The guests of honor? The souls of the dearly departed. For Ardon’s class, it’s Dia de los Muertos, also known as Day of the Dead. 

The Mexican tradition is a conflation of two ancient traditions, said Ardon, a visiting professor from Mexico.

“When the Spaniards came to Tenochtitlan in 1520, they found a big city,” she said. Tenochtitlan, where Mexico City is today, was comparable with the European cities in its time, with advanced technology, about 200,000 inhabitants and a flourishing Aztec culture.

One of the traditions that was strong with the Aztecs was their practice of communing with their dead, a tradition that expressed the idea of death as another part of life, not as the end of it, according to Ardon. It was a ritual the Christian Spaniards first tried to eliminate. But, finding that they couldn’t, they moved it to coincide with the Christian All Saints’ and All Souls’ Day, where it lives on.

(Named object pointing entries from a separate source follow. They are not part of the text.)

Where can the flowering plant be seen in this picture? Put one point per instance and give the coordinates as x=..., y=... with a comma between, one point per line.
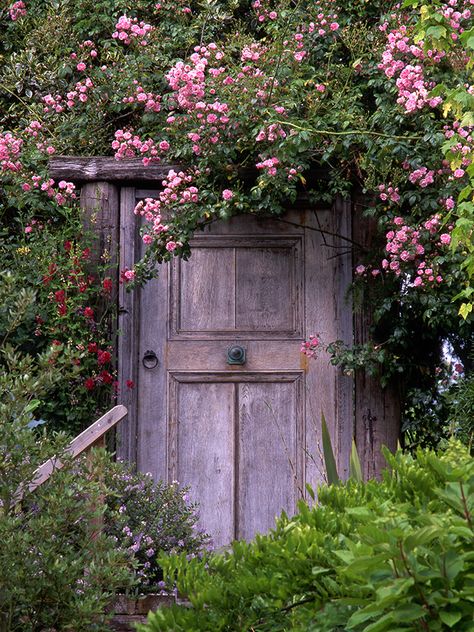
x=71, y=316
x=244, y=102
x=147, y=518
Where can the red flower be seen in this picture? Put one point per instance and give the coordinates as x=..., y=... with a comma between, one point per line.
x=89, y=383
x=103, y=357
x=106, y=377
x=107, y=285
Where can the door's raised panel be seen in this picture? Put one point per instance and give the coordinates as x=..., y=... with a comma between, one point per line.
x=206, y=296
x=201, y=450
x=265, y=289
x=269, y=467
x=236, y=439
x=242, y=287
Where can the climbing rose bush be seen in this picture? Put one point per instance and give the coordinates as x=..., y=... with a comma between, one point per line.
x=242, y=104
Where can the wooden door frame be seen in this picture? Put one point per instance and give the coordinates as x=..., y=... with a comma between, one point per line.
x=105, y=186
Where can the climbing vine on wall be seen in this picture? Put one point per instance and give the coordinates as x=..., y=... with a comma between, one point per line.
x=249, y=97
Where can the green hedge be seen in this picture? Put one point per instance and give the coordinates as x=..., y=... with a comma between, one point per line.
x=392, y=555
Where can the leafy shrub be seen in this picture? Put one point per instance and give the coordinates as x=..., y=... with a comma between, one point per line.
x=57, y=571
x=149, y=518
x=70, y=315
x=377, y=556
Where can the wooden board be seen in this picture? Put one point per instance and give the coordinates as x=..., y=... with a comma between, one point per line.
x=245, y=437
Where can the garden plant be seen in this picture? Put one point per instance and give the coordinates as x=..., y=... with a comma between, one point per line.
x=249, y=101
x=389, y=555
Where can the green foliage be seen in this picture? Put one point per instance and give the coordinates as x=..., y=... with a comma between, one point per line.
x=392, y=555
x=148, y=519
x=52, y=268
x=56, y=570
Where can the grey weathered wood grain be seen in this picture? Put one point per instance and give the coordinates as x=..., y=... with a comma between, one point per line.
x=202, y=451
x=283, y=282
x=105, y=168
x=267, y=460
x=78, y=445
x=266, y=298
x=205, y=290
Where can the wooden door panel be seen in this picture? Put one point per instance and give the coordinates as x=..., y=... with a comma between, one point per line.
x=269, y=444
x=247, y=286
x=265, y=289
x=206, y=291
x=201, y=450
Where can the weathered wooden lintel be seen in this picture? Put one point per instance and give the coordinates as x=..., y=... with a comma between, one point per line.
x=132, y=170
x=106, y=169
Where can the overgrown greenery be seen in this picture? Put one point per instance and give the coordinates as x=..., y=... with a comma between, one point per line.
x=392, y=555
x=64, y=553
x=254, y=98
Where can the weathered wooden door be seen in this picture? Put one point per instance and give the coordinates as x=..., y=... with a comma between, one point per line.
x=245, y=437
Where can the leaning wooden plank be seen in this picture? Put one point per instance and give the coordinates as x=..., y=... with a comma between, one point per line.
x=78, y=445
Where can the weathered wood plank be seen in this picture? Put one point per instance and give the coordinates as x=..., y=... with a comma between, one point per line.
x=377, y=409
x=269, y=454
x=202, y=430
x=128, y=322
x=82, y=442
x=204, y=291
x=100, y=168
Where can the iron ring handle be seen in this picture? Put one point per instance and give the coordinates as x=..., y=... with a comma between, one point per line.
x=150, y=359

Participants construct a temporary altar with the effects of their departed. Skulls and skeletons figure heavily in the décor, but not in the scary or dreary way they’re used in Halloween or horror movies; typically they’re bright and festive, and often created in a way that depicts something of the person being honored.

“It’s more like a celebration of life,” said Laura Schelvis, one of Ardon’s students. Dia de los Muertos celebrations often involve music, dancing, images of the deceased and plenty of reminiscences of the departed’s life.

The point is to feel closer to deceased, to keep them in the family and circle of friends, said Ardon.

“We even eat their favorite foods,” she said.